Indonesian police have charged Indonesian cleric Abu Bakar Basyir with supporting terrorism for his role in the the Jemaah Islamiyah training camp in Aceh. He has been accused of participating in planning and funding the project and ordering others to commit terrorist acts, and police reported finding progress reports and videos from the camp.

The training camp, led by Javanese who came to Aceh thinking they would find support, was broken up in February 2010. Its members were either arrested or killed by police (CSC blog post on the camp here).

Police arrested Basyir on August 9, but after seven days — the time allowed by Indonesian law for detention without charges — they requested and were granted a 40-day extension. Now that charges have been filed, the police are weighing whether to release him or continue to detain him until the trial begins. Baysir is old and frail, and police may assume that he would pose a minimal risk for flight.

Basyir served two brief jail terms for his involvement in the bombings of Christian churches in 2000 and for his role in the 2002 Bali bombing and the 2003 attack on the Marriott hotel. In these trials, police were unable to make the most serious charges stick, and Basyir served relatively brief jail sentences. Indonesian media reports over the new charges, however, give detailed information regarding, for example, money transfers from Basyir to the Aceh group (such as this English language story in the Jakarta Post), which may indicate that the police have enough evidence to convict Basyir on more serious charges this time.

As is to be expected, extremist blogs and web sites jumped to his defense. Some argued that his arrest was engineered by the US government. A hacker calling himself Ashaburayatisud posted a defense of Abu Bakar Basyir and Mohammad Jibriel,  disrupting several web sites (including the official government site for the province of East Kalimantan; a list is included here). As of this writing, about half of the sites have returned to normal. Mohammad Jibriel was sentenced to five years in prison for supporting the July 2009 Marriott and Ritz-Carlton bombings.

The hacked web pages demand: “Free them, hey you enemies of Allah!” Followers of “human law” such as democracy, the Indonesian Constitution, and Pancasila — Indonesia’s state ideology — are condemned to hell as non-believers, polytheists, and godless. In an oddly polite twist, the hacker also promised that he did not damage any of the sites’ important information.

A “Free ABB” website has also emerged (http://freeabb.com/), as well as a facebook page (http://facebook.com/free.abb), which is ironic considering Islamists’ condemnations of Facebook for promoting “free sex.” Leaders of other Islamist groups such as the Islamic Defenders Front and Jamaat Ansharut Tawhid (a group Basyir co-founded), have also made statements condemning the arrest. Basyir’s pesantren (Islamic boarding school) al Mukmin posted a statement lamenting the arrest, and promised that it will not disrupt the pesantren’s activities.

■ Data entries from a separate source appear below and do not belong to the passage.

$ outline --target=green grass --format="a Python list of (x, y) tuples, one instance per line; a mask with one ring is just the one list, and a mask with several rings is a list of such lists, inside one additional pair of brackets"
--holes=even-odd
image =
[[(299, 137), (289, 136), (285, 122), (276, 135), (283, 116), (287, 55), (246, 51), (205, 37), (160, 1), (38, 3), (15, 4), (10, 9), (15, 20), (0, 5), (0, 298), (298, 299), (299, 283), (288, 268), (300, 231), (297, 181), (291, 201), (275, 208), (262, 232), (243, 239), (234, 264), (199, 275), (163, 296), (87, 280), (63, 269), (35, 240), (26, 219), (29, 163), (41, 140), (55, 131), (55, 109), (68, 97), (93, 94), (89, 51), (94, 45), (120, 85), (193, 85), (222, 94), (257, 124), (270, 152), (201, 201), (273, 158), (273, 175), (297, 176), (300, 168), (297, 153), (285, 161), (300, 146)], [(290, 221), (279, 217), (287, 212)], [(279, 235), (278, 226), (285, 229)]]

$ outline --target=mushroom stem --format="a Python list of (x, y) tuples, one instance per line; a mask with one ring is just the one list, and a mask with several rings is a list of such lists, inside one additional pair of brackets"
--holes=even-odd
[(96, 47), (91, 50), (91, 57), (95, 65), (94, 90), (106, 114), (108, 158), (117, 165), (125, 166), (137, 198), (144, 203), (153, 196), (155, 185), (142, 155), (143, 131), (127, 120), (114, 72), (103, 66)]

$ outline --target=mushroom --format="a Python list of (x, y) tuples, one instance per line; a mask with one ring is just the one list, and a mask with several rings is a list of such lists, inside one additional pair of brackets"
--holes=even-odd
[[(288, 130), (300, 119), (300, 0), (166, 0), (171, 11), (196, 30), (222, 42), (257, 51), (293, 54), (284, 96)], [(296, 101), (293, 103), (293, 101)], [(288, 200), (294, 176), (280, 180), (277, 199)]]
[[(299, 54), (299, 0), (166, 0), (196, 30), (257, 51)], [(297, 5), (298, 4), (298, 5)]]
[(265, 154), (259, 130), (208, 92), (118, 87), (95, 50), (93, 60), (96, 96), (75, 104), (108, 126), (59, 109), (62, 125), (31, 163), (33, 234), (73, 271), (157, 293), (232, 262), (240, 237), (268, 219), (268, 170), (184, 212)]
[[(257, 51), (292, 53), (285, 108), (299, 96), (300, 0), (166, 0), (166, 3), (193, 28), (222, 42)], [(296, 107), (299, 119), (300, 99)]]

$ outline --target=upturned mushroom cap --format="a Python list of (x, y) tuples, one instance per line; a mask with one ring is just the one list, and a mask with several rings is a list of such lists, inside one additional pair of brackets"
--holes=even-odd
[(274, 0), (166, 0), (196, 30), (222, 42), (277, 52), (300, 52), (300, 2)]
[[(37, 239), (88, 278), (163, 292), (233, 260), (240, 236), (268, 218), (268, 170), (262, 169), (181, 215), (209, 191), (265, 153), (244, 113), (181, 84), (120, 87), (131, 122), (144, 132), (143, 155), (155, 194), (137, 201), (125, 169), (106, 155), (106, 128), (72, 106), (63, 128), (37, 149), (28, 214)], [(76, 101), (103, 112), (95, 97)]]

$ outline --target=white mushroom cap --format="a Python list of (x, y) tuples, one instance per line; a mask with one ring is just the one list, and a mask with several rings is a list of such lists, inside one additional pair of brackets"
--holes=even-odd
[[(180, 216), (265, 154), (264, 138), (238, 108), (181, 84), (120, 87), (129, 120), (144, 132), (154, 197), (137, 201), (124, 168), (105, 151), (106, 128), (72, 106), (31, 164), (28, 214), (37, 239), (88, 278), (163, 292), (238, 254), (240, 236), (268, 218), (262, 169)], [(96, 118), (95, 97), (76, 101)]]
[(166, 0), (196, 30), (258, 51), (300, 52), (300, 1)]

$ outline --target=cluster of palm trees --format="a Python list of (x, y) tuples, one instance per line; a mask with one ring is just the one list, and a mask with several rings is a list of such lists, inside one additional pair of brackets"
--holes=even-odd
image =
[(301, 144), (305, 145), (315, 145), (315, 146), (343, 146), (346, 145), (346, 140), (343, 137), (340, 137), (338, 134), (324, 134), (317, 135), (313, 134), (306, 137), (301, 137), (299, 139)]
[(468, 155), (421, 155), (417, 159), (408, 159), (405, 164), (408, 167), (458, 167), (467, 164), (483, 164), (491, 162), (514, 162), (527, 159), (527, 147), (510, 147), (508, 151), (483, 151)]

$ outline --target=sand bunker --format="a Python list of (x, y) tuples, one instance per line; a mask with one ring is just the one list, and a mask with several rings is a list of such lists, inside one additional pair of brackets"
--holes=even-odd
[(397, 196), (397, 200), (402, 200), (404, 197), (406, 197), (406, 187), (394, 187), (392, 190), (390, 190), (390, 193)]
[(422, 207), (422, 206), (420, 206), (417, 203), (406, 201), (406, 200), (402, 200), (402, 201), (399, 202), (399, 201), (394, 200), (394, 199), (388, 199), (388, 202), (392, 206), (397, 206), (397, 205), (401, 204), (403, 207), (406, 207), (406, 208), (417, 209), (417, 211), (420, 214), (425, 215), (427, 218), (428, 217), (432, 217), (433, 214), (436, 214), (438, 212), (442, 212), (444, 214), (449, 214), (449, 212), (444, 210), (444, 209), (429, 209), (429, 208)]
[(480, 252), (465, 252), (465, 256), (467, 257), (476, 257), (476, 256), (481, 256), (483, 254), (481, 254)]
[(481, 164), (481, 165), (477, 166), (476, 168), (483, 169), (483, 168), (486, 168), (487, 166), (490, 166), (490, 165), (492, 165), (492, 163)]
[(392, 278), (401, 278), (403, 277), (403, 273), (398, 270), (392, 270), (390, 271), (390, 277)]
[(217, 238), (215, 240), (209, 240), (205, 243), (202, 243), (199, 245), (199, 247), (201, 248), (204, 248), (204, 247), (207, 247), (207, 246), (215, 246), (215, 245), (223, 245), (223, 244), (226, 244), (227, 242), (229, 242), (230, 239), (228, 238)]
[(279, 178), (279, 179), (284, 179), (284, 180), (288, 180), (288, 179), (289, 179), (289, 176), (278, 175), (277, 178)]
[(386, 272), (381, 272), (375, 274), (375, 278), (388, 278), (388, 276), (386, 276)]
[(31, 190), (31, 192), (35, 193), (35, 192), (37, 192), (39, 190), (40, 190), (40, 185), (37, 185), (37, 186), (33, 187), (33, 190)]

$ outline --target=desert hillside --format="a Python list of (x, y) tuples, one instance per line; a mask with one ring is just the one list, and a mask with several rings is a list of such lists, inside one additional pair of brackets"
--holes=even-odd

Islamists claimed a minor victory, however, by declaring that their prayers had been answered and that Police Chief Bambang Hendarso Danuri fell ill because of the arrest of Basyir.

Nahdlatul Ulama, Indonesia’s largest Muslim organization, issued a statement supporting the arrest.

The announcement of charges and the early indications of evidence bode well for the police and Indonesian governmnet’s case. Indonesia was embarassed by the inability to make charges against Basyir stick in his earlier trials, and was criticized by other governments, notably Australia and the United States. It would be another embarassment should Basyir be able to elude these latest charges. If convicted, however, it would be a significant victory for Indonesia’s anti-terrorism efforts.